Redraw possible. Extra repayments allowed.
Principal and interest payments possible, so loan reduces over time.
Disadvantages
May have Offset Account available with ready access to savings account by ATM, EFTPOS and cheque. As savings offset the loan amount a dramatic reduction in interest paid may be achieved.
Disadvantages
Not all offsets are “100% offsets”. Interest rate may be higher
Low-frill or Basic Variable
Advantages
Low interest rate. Extra repayments allowed.
Disadvantages
May only suit lifestyle for a short period only.
Possible free online redraw facility.
No off-set available.
Fixed Rate
Advantages
Helps budgeting as your repayments are fixed for a period. Some lenders allow you to make extra payments without penalty. Loan can cost less if market interest rates increase.
Disadvantages
Penalty applies if you break the contract before the end of the fixed rate term.
Loan can cost more if market interest rates decrease.
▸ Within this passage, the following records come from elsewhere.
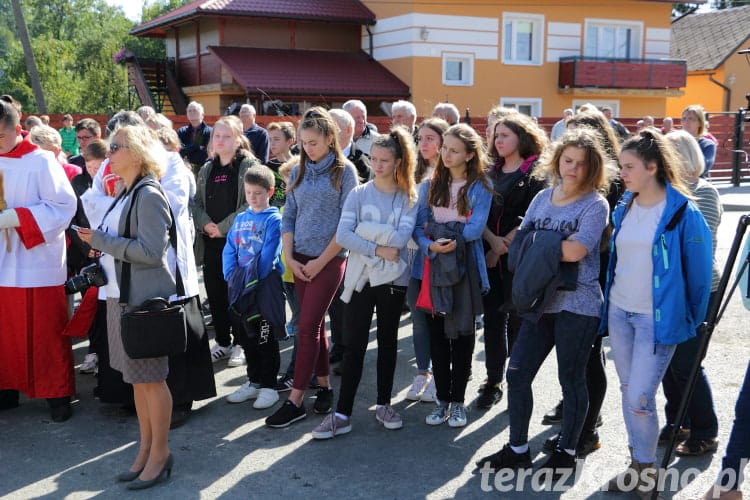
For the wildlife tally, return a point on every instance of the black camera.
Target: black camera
(91, 275)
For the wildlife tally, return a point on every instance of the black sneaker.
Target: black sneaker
(323, 400)
(286, 415)
(665, 436)
(284, 384)
(559, 463)
(489, 396)
(588, 442)
(506, 459)
(554, 416)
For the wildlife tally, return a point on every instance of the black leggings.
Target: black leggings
(389, 301)
(596, 384)
(216, 289)
(500, 330)
(451, 361)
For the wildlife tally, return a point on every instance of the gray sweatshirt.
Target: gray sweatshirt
(366, 204)
(313, 208)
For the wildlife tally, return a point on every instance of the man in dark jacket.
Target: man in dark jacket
(195, 137)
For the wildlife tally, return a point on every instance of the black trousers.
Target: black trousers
(216, 289)
(500, 329)
(336, 315)
(261, 348)
(389, 302)
(451, 361)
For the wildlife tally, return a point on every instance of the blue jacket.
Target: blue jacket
(480, 200)
(254, 234)
(682, 260)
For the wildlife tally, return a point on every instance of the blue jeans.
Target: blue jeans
(420, 327)
(700, 416)
(572, 336)
(640, 365)
(738, 446)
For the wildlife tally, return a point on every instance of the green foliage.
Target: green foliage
(73, 42)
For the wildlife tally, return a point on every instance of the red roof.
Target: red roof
(338, 11)
(311, 73)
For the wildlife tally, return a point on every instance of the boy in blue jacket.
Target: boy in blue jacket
(252, 267)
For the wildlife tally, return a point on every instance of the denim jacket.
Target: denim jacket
(682, 260)
(480, 200)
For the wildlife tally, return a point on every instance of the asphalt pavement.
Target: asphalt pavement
(225, 451)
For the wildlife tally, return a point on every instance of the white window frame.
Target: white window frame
(514, 102)
(636, 43)
(467, 60)
(614, 104)
(537, 38)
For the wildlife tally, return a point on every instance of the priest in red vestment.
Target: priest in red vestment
(36, 203)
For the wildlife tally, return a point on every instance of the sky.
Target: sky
(132, 8)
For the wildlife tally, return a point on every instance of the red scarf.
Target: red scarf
(24, 147)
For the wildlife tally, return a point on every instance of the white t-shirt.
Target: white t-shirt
(631, 288)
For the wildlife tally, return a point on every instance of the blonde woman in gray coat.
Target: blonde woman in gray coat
(134, 155)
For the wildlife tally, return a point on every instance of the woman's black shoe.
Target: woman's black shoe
(139, 484)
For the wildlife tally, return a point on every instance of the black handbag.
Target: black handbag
(157, 327)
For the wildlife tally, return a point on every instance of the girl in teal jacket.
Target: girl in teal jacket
(658, 284)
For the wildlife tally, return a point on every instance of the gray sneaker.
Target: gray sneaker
(332, 425)
(458, 415)
(387, 416)
(438, 415)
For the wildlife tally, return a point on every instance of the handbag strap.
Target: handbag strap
(125, 281)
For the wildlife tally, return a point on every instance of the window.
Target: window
(522, 38)
(613, 39)
(531, 106)
(458, 69)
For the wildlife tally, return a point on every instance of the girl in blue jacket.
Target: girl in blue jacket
(458, 192)
(658, 283)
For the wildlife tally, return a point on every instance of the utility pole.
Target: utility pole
(23, 34)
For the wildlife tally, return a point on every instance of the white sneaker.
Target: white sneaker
(458, 415)
(237, 357)
(90, 363)
(417, 386)
(430, 392)
(218, 352)
(266, 399)
(438, 415)
(244, 393)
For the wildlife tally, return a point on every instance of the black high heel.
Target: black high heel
(166, 471)
(128, 476)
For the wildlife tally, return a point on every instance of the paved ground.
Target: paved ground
(225, 451)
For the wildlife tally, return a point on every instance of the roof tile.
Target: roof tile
(347, 11)
(309, 72)
(706, 40)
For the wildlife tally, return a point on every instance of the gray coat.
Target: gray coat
(146, 249)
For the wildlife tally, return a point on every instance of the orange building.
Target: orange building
(541, 57)
(718, 76)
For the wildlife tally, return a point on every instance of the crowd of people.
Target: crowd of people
(548, 241)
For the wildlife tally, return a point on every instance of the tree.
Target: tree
(23, 34)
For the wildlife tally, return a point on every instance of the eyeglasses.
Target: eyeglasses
(114, 147)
Combination of SVR & Fixed Rate
Advantages
Having part of the loan at variable and fixed rates can provide peace
of mind that a portion will not be affected by rate changes.
Professional Packages
Advantages
Professional packages normally bundle a number of products (for example a loan, a credit card and a transaction account also known as an offset account). Professional packages provide interest rate discounts for the life of the loan and that may grow as portfolio increases in debt.
Line of Credit
Advantages
Ready access by ATM, EFTPOS and cheque to your approved limit. Extra payments at any time. Reduction in interest paid over the term of the loan may be achieved as all income is paid into the account. Can be convenient for investors.
Disadvantages
Interest rate normally higher than standard variable rate. Disciplined approach needed as ease of access may encourage spending. Interest only, so debt may not reduce if not managed properly.
Bridging Loan
Advantages
Allows greater flexibility as you can move in or build your new home, before you sell your current one.
Disadvantages
You require a stronger financial position because of the greater interest commitment particularly if you do not sell at the price you wanted or by the target date.